Friday Fellow: Stem Rust

by Piter Kehoma Boll

Parasites are almost as old as life itself and they can be a mild to moderate nuisance to their hosts most of the time. However, by domesticating many species, we humans helped many parasites to thrive and become a greater threat to their hosts and to ourselves.

One of these cases is today’s fellow, Puccinia graminis, a fungus that causes a cereal disease known as stem rust. Known since ancient times, as it is already mentioned in works such as those of Aristotle, this species has become a serious problem in more recent centuries after the expansion of agriculture.

The red rust appearing on wheat plants is a sign of infection.

The stem rust belongs to the order Pucciniales, a group of fungi known as rusts. This name refers to the appearance that they cause in plants after infecting them, as parts of the stem and leaves can look like if they have rusted. Although the stem rust can infect several species, its most important hosts, at least from a human perspective, are wheat and barley, especially wheat.

When the stem rust infects a wheat plant, which occurs in summer, it starts to grow as a mycelium inside the plant’s tissue and, after about 1 to 2 weeks, it begins to produce rust-red pustules that appear mostly at the leaf sheaths, although they can appear anywhere on the plant. These pustules are uredinia and contain many stalked spores called urediniospores.
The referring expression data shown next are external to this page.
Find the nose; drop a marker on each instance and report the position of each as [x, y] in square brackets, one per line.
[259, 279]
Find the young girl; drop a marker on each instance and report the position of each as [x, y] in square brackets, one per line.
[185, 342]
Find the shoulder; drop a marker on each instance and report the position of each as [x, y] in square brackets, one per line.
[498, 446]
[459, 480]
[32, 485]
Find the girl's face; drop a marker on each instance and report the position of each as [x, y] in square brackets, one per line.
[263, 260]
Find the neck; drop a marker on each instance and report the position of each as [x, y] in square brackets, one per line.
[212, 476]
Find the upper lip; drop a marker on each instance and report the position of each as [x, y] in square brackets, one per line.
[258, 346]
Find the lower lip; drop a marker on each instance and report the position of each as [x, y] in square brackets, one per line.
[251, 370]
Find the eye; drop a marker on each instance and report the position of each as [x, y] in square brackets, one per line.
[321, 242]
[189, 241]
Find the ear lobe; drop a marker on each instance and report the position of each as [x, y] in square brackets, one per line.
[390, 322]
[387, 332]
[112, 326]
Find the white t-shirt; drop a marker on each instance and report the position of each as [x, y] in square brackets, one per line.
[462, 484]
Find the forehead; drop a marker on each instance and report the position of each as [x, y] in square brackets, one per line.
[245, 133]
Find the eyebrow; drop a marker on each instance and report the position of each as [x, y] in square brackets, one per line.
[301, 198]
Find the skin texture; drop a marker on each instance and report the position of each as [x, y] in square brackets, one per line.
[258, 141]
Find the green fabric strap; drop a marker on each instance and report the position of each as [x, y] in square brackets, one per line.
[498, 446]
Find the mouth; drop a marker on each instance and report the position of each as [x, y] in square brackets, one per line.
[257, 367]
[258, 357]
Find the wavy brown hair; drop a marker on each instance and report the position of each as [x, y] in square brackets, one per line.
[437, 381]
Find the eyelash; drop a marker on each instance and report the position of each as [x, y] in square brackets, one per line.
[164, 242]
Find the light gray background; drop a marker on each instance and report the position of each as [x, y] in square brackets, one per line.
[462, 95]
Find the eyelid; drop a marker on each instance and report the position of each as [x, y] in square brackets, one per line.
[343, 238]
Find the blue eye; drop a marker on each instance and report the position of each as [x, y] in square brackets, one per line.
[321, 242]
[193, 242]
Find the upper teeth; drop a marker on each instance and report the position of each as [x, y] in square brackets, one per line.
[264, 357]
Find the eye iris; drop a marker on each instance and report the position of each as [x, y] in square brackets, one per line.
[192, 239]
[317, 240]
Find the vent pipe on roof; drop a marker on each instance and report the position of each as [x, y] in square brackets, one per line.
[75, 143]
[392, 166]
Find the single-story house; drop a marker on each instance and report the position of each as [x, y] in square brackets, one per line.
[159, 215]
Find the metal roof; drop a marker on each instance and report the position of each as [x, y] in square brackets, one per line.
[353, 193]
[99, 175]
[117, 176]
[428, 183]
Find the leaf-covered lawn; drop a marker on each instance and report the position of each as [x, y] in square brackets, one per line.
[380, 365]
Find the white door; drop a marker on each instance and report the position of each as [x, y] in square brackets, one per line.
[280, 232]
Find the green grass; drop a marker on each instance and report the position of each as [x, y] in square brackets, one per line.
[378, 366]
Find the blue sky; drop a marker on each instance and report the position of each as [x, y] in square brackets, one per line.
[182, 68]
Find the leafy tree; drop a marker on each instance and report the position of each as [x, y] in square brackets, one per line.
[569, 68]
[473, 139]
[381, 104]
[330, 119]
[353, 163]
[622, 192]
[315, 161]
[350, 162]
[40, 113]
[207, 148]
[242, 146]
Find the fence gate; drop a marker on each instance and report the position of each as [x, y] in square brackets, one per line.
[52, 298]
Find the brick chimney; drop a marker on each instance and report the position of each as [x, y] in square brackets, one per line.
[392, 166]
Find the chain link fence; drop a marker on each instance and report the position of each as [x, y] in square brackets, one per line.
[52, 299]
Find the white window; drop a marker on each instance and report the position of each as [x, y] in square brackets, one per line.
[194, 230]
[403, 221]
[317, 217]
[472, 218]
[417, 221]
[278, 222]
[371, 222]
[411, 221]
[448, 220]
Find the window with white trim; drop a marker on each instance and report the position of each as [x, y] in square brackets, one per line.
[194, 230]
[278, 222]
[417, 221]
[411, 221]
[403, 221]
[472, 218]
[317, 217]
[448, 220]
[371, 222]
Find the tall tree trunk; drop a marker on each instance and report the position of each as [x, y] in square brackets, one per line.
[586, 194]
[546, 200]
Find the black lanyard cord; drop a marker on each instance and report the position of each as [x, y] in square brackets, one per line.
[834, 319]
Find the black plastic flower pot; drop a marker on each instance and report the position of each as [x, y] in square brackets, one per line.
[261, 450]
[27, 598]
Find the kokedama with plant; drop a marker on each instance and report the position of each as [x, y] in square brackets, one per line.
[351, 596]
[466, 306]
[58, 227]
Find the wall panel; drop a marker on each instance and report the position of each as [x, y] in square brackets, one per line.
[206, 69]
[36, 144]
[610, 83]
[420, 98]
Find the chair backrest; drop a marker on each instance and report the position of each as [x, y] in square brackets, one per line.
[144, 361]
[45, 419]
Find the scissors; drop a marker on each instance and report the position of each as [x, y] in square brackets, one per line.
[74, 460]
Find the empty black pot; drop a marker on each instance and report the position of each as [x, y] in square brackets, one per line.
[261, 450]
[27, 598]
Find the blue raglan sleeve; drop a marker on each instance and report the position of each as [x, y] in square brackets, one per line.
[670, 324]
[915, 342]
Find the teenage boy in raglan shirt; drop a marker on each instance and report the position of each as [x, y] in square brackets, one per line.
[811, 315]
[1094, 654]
Cross-section of a wheat leaf showing a stalked urediniospores inside a uredinium. Photo by Jon Houseman.*

The urediniospores are dikaryotic cells, i.e., they have two haploid nuclei inside them, and are easily spread by the wind. When they fall on a new wheat plant, they germinate to produce a new mycelium and infect the new host. This way they can spread asexually across a large area. Infected wheat plants are often smaller, produce fewer or smaller grains, and sometimes can even die if the infection is too severe.

By the end of the wheat’s life cycle, the fungus produces other structures, called telia, which produce a different form of dikaryotic spores known as teliospores. The telia have a black color and the disease is also known as black rust because of this. The teliospores can overwinter without a host. During this period, their two nuclei fuse and, as spring arrives, the teliospore undergoes meiosis and produces four spores known as basidiospores.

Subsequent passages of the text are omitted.